If you watched yesterday’s Scotty McClellan press briefing you saw reporters attempt, with mounting frustration, to tease a simple chronology of events out of the press secretary. Transcript at Raw Story —
Q But when did the president specifically know that the vice president had shot somebody?
MR. MCCLELLAN: I’m sorry?
Q When did the president know that the vice president —
MR. MCCLELLAN: He was learning additional details into that evening, on Saturday —
Q (Off mike) — it was the vice president that pulled the trigger —
MR. MCCLELLAN: Yeah, but we didn’t know the full details. But I think he was informed because Karl —
Q (Off mike) —
MR. MCCLELLAN: — I think his deputy chief of staff had spoken with Mrs. Armstrong and provided him additional update in that evening. So there were more circumstances —
Q The deputy chief of staff —
MR. MCCLELLAN: — more circumstances known Saturday evening, so the president was getting more information about who was involved, and that was in — that was late Saturday evening.
Q Scott —
Q So he knew — so he knew Saturday evening —
Q Scott, definitively, did the president know —
MR. MCCLELLAN: Some additional information, yes, and that the vice president —
Q — (inaudible) —
MR. MCCLELLAN: — and that the vice president was involved, but didn’t know the full facts of what had occurred.
Q How is that possible?
At one point, a frustrated reporter asked, “Was the vice president immediately clear that he had accidentally shot his friend or not, or did that information become available later?” One wonders.

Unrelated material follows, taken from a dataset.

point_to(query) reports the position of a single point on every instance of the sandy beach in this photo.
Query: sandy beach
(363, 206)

Today Maria Newman reports in the New York Times that President Bush did, in fact, learn that the veep had shot someone. He learned it about 8 pm Saturday, from Karl Rove.
Now, Scottie, was that so hard?
Reading on, however, we find that Karl Rove got his story not from the Secret Service or the veep’s staff, but from Katherine Armstrong, the lady on whose property The Incident took place. The veep didn’t bother to report this to the President himself, or direct anyone on his staff to make a report. Hmmm. Then we learn from Jim VandeHei and Sylvia Moreno at the Washington Post that
… the White House allowed Cheney to decide when and how to disclose details of the shooting to the local sheriff and the public the next morning.
So, who’s in charge here? And does the President serve any actual function beyond smirking?
Cheney, in fact, has yet to make a public statement about The Incident. VandeHei and Moreno continue,
Cheney, who had a private White House lunch with Bush yesterday, did not comment on the shooting. Late yesterday, he issued a statement that did not mention the shooting but acknowledged not having paid $7 for a permit that allows him to shoot upland birds; it said he is sending a check to the state. Cheney said he expects to be issued a warning by state authorities for not obtaining the permit.
Further, local law enforcement could not interview Cheney until Sunday morning, about 14 hours after the shooting.
I can think of only three possible explanations for the veep’s behavior: (1) He’s hiding something; (2) he was so emotionally unhinged by The Incident he cannot deal with it; or (3) he doesn’t give a rat’s behind about accountability to the public or the law. Any one of those possibilities disqualifies the Dick from being a heartbeat away from the presidency. And, of course, all three explanations could be true.
An editorial in today’s New York Times says Dick’s behavior is juvenile:
The vice president appears to have behaved like a teenager who thinks that if he keeps quiet about the wreck, no one will notice that the family car is missing its right door. The administration’s communications department has proved that its skills at actually communicating are so rusty it can’t get a minor police-blotter story straight. And the White House, in trying to cover up the cover-up, has once again demonstrated that it would rather look inept than open.
Also true to form, the White House is blaming the wounded Mr. Whittington for the shooting.
Time for a Bush quote!
In a compassionate society, people respect one another, respect their points of view. And they take responsibility for the decisions they make. The culture of America is changing from one that has said, if it feels good, do it, and if you’ve got a problem, blame somebody else, to a new culture in which each of us understands we are responsible for the decisions we make in life. If you are fortunate enough to be a mom or a dad, you’re responsible for loving your child with all your heart. (Applause.) If you are concerned about the quality of the education in the community in which you live, you’re responsible for doing something about it. If you’re a CEO in corporate America, you’re responsible for telling the truth to your shareholders and your employees. (Applause.)
And in this new responsibility society, each of us is responsible for loving our neighbor just like we would like to be loved ourselves. We can see the culture of service and responsibility growing around us.
Oooo, but this responsibility thing is haaaaaard work. We don’t wanna do it ourselves. That’s what the help is for.
And if Dick’s a weenie, but the President defers to his bad judgment, doesn’t that make the President a worse weenie?